Ficamos um tempo nos olhando paralisados e eu o vi se aproximar lentamente e me beijou, simplesmente me beijou. Não consegui me mexer, fiquei chocada com a sua declaração e realmente não sabia o que responder. Quando o beijo acabou, ficamos um tempo em silêncio.
Depois que ele sai dizendo ir a lanchonete do hospital, parecia um tanto nervoso. Enquanto eu fico pensando no que o Johnny me disse. Ele parecia tão indefeso e tão triste. Eu nunca o imaginei assim, desde a forma como me olhou ou o modo como as palavras saíram da sua boca. Não tenho tempo de pensar em muita coisa ele volta com um sorriso fraco. Ele passou a o resto da tarde me contando o que estava acontecendo na sua vida, desde a faculdade que ia bem até o fim do casamento dos seus pais. Dona Amélia sempre me tratou como uma filha, e eu lembro que no primeiro dia em que a conheci em um jantar de ação de graças que Johnny me levou. Lembro de todos me olhando espantadas e Amélia falou no meu ouvido que seu filho nunca tinha trazido nenhuma outra garota para conhece-los e que eu era muito especial para o seu filho.
***
Dois dias depois da última visita do Johnny o Doutor Joshua veio ao meu quarto. Estávamos eu e minha mãe conversando sobre coisas banais naquela manhã até ele dizer:
–Conseguimos Hayley, o seu novo coração e temos que prepara-la imediatamente para o transplante.
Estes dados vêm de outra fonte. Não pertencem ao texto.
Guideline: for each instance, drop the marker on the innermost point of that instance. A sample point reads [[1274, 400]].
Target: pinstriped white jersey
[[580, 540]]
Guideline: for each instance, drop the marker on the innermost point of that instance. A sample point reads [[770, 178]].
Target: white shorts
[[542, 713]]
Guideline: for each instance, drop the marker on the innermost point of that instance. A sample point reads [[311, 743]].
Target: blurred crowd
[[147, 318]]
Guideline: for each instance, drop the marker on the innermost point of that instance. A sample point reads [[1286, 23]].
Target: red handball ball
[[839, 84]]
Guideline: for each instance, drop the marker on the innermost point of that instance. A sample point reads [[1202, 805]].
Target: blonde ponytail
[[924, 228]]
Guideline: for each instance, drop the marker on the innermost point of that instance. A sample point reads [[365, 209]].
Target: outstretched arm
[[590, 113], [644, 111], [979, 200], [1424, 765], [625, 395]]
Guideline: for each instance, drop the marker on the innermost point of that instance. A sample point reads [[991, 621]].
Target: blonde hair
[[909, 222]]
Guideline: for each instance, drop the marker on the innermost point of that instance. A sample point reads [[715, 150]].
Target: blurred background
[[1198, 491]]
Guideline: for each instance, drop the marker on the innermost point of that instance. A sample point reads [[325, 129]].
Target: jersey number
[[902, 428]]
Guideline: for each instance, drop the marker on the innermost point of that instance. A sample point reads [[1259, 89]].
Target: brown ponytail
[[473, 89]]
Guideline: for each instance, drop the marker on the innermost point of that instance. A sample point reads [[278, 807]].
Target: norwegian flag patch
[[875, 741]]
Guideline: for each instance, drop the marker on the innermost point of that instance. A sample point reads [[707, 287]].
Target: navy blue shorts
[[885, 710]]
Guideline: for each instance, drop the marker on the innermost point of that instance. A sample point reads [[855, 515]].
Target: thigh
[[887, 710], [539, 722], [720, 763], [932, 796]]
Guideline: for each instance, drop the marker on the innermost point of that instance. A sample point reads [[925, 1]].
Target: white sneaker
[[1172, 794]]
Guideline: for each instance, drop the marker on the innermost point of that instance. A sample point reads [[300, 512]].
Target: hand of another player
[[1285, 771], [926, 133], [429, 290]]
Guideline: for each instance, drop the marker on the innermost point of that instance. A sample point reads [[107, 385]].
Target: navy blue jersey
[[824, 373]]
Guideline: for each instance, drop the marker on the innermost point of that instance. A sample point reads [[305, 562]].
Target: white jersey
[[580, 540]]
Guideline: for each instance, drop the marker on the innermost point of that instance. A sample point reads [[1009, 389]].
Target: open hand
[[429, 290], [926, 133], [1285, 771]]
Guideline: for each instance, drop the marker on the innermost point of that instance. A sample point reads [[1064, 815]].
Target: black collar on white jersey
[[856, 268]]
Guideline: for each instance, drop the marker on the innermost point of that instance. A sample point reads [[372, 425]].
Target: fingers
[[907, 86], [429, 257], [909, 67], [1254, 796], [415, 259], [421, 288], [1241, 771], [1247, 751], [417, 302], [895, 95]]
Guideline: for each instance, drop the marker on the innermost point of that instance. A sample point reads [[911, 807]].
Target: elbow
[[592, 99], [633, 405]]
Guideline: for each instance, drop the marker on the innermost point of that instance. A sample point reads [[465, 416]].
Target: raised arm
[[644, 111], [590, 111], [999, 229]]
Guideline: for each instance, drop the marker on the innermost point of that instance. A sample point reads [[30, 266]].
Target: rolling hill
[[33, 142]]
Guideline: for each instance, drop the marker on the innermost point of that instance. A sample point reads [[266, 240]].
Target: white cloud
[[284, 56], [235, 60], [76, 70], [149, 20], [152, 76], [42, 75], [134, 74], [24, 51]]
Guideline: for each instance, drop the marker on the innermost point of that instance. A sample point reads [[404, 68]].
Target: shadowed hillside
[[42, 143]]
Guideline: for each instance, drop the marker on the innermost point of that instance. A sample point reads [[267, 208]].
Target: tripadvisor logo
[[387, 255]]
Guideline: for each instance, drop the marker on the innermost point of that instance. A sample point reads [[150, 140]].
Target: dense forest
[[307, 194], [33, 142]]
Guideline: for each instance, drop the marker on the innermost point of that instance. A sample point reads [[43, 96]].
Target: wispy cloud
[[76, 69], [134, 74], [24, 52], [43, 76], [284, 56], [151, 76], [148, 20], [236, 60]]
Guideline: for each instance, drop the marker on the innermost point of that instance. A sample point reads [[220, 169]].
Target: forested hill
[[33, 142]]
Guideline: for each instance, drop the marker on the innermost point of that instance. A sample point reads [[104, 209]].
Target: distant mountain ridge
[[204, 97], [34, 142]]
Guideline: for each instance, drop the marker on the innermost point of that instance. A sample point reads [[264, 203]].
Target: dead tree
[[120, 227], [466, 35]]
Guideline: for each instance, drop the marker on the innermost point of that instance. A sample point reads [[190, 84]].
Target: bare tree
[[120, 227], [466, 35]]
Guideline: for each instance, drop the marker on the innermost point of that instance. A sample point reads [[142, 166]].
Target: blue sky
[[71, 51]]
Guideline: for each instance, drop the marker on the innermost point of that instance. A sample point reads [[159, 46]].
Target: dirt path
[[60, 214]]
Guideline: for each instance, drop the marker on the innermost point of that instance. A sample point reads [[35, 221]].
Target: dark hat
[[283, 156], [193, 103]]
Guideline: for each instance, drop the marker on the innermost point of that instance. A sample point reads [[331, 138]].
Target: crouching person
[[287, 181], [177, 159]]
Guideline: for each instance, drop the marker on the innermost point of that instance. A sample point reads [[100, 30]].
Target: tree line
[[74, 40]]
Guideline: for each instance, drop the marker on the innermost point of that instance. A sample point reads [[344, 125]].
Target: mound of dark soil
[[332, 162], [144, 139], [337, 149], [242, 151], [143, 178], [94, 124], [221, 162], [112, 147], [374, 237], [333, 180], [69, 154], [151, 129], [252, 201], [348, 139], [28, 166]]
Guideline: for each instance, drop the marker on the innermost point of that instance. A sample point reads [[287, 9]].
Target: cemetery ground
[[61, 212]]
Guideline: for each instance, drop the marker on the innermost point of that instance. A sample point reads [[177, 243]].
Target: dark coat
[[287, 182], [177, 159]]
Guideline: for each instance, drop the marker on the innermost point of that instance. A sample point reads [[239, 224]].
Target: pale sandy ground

–Minha mãe se animou na hora, eu também de certa forma. Me sentia mau por saber que outra pessoa morreu para conseguir aquilo, mas eu empurrei esses sentimentos pro fundo do meu coração.
***
Depois me preparar para o transplante, estava eu deitada nessa maca e várias enfermeiras e enfermeiros me levaram ao centro cirúrgico .
–Vai ficar tudo bem Hayley.- Minha fala me dando um beijo na testa e se afasta. Meu irmão e Johnny também estão aqui.
–Vai ficar tudo bem Lee, eu te amo.- Daniel me diz com um carinho intenso e com uma expressão de preocupação em seu rosto. E dessa vez Johnny se aproxima com os olhos alegres e ao mesmo tempo preocupados e com um pequeno sorriso.
–Eu vou estar do seu lado quando você se recuperar dessa cirurgia princesa. Eu prometo... E Hayley...- Ele se abaixa e sussurra no meu ouvido.- Eu te amo.
E é com essas palavras eu entro naquele centro cirúrgico com a promessa de ficar boa e voltar para eles, e ser feliz de verdade.